The Move “Better Luck Tomorrow” by Justine Lin
The move, illustrates an image hidden behind well-mannered students of Sunny Hills high schools who are trying hard to over achieve. The main characters Ben and Virgil is showed as those over achievers of high schools who are known for their grades and extracurricular activities. Even though the parents were never shown on the movie, it is assumed that the parents think the kids are studying staying overnight whereas meanwhile they push themselves into deep deep trouble.
At the start of the movie, the scene begins with both Ben and Virgil being interrupted while having a sunbath with the ringer of one of their phones after they successfully buried a body in Virgil’s backyard. Later on, it continues to depict a chilling hidden side of suburban affluence. Its heroes need no career advice; they're on the fast track to Ivy League schools and well-paying jobs, and their straight-A grades are joined on their resumes by a almost doubtful display of extracurricular credits: Ben lists the basketball team, the Academic Decathlon team and the food drive.
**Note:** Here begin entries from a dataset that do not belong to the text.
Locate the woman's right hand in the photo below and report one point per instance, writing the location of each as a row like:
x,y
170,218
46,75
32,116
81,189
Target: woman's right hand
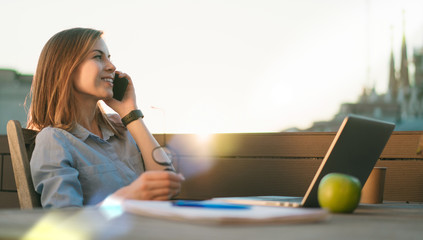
x,y
152,185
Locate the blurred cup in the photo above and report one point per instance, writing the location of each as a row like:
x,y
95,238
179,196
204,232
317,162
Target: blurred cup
x,y
372,191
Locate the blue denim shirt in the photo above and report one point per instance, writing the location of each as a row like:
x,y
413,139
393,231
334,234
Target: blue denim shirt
x,y
76,168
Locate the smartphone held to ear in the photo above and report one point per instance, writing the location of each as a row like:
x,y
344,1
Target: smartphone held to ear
x,y
119,87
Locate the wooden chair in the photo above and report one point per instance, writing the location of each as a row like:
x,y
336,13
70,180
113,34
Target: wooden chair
x,y
21,144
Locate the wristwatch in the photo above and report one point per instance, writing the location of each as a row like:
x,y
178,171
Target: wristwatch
x,y
132,116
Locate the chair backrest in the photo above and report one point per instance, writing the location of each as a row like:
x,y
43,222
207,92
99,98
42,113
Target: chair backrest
x,y
21,144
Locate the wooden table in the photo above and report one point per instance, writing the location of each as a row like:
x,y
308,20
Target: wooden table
x,y
391,220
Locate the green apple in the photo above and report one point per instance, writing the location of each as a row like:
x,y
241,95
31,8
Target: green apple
x,y
339,193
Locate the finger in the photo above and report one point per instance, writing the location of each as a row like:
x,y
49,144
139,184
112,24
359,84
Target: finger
x,y
160,175
161,194
150,185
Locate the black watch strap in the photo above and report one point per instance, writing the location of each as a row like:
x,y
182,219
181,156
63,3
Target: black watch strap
x,y
132,116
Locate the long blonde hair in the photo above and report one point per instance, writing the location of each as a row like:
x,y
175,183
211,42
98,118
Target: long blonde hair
x,y
53,100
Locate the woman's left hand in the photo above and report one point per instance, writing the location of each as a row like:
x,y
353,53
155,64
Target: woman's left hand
x,y
128,102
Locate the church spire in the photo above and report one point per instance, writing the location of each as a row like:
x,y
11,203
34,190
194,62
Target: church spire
x,y
393,82
404,78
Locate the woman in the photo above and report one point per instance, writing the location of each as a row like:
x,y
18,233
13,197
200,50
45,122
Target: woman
x,y
82,155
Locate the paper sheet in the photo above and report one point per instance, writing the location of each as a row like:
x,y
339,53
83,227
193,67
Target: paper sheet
x,y
254,214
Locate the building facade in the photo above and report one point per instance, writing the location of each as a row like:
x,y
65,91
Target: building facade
x,y
14,89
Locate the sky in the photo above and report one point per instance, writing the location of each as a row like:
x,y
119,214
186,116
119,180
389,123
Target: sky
x,y
207,66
'Better Luck Tomorrow' has all the traditional elements of the standard high school picture. They may be Chinese, Japanese, Korean, Filipino, but their generation no longer obsesses with the nation before the hyphen; they are Orange County Americans, through and through, and although Stephanie's last name and Caucasian little brother indicate she was adopted, she brushes aside Ben's tentative question about her 'Real parents' by saying, 'These are my real parents.' This movie is a genuine model for not the standard segment of Asian Americans in American film.
Like African-American films that take race without any consideration and obtain on with the characters and therefore the story, Lin made a movie where race isn't the purpose but simply the given. It did not simply state that the whole Chinese race is obedient, disciplined and very academically successful. Being a little spoil or following a crime due to a simple mistake has nothing to do from where you belong. The movie shows how a student with perfect scores in almost everything slipped a little and got involved in a whole crime world.
Ben shows that he has little respect for educational integrity, as he allows other students in class to cheat off of him for no monetary reward. Moreover, the film, existing without a true antagonist of any kind, begs the question: who do we blame for Steve's death? The film does not provide a guideline or direction for being a rebel, nor does the film provide an image of a guy being wrongfully accused for something he hasn’t done. There’s no scapegoat image either for the crime of Steve's murder when the easy route would be to turn Ben into a villain and have him get his comeuppance in the finale. This film is more of an educational lesson. 'Better Luck Tomorrow' isn't only a spine chiller, not only a social critique, a parody or a sentiment, yet these during an unmistakably observed, splendidly made film.